4.5. Het hoger beroep van belanghebbende is derhalve ongegrond en de uitspraak van de Rechtbank moet worden bevestigd.
Ten aanzien van het griffierecht
4.6. Het Hof is van oordeel dat er geen redenen aanwezig zijn te gelasten dat de Inspecteur belanghebbende het door hem betaalde griffierecht geheel of gedeeltelijk vergoedt.
Ten aanzien van de proceskosten
4.7. Het Hof acht geen termen aanwezig voor een veroordeling in de proceskosten als bedoeld in artikel 8:75 van de Algemene wet bestuursrecht.
Gelet op al hetgeen hiervoor is overwogen moet worden
beslist als hierna vermeld.
Het Hof verklaart het hoger beroep ongegrond en bevestigt de uitspraak van de Rechtbank.
Aldus gedaan op 21 juni 2010 door P.A.G.M. Cools, voorzitter, G.J. van Muijen en J.W.J. Huige, in tegenwoordigheid van R.O.J.M. de Windt, griffier.
Afschriften van de uitspraak zijn op die datum aangetekend aan partijen verzonden.
Het aanwenden van een rechtsmiddel:
Deze schriftelijke uitspraak is slechts een vervanging van de zogenoemde mondelinge uitspraak, waartegen al beroep in cassatie is ingesteld. Voor de Hoge Raad geldt deze schriftelijke uitspraak als de uitspraak waartegen dat beroep is ingesteld. Tegen deze schriftelijke uitspraak kan niet opnieuw beroep in cassatie worden ingesteld.
De partij die tegen de mondelinge uitspraak beroep in cassatie heeft ingesteld, kan binnen zes weken na de verzending van deze schriftelijke uitspraak de gronden van het eerder ingestelde beroep aanvoeren of aanvullen.

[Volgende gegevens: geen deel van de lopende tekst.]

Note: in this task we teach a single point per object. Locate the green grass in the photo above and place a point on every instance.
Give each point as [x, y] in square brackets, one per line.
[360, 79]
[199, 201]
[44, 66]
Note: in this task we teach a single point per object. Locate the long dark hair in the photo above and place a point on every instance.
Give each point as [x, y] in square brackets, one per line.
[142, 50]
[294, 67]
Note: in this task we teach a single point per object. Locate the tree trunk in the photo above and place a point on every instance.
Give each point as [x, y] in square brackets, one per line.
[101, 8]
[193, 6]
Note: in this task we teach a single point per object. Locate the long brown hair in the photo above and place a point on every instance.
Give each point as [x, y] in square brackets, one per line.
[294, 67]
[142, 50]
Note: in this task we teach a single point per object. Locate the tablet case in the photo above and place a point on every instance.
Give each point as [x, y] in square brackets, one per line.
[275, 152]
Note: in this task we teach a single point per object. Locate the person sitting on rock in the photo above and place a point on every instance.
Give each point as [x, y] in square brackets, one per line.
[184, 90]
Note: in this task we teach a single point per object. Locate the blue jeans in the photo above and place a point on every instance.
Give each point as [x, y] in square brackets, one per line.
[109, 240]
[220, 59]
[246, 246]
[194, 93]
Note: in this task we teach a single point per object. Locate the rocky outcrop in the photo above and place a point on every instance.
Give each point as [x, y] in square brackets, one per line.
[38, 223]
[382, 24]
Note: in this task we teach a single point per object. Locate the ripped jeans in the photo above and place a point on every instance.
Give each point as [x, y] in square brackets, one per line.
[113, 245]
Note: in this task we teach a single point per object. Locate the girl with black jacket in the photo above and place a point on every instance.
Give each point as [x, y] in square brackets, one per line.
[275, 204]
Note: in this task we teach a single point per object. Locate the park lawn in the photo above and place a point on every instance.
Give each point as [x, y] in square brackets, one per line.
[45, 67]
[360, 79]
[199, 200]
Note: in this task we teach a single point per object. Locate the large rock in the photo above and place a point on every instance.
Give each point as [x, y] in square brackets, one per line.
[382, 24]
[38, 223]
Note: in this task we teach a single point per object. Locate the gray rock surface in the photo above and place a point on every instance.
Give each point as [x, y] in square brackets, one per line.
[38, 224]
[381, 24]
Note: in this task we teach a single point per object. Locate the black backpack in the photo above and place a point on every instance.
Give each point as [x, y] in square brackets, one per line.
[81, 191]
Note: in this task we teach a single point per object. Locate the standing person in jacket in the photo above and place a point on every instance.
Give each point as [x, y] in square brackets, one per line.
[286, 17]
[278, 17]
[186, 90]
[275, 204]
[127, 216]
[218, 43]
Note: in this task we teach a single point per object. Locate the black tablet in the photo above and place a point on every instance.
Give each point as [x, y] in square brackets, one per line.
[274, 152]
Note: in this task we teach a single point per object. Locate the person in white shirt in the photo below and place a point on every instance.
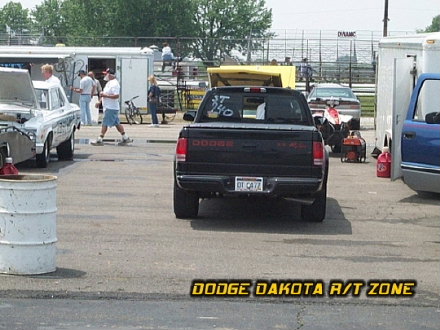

De brief met de gronden van het beroep moet binnen de termijn van zes weken door de Hoge Raad zijn ontvangen. Eventuele vertraging bij de verzending is voor risico van de partij die de gronden aanvoert of aanvult. De brief moet worden gezonden aan de Hoge Raad der Nederlanden (Belastingkamer), Postbus 20303, 2500 EH Den Haag.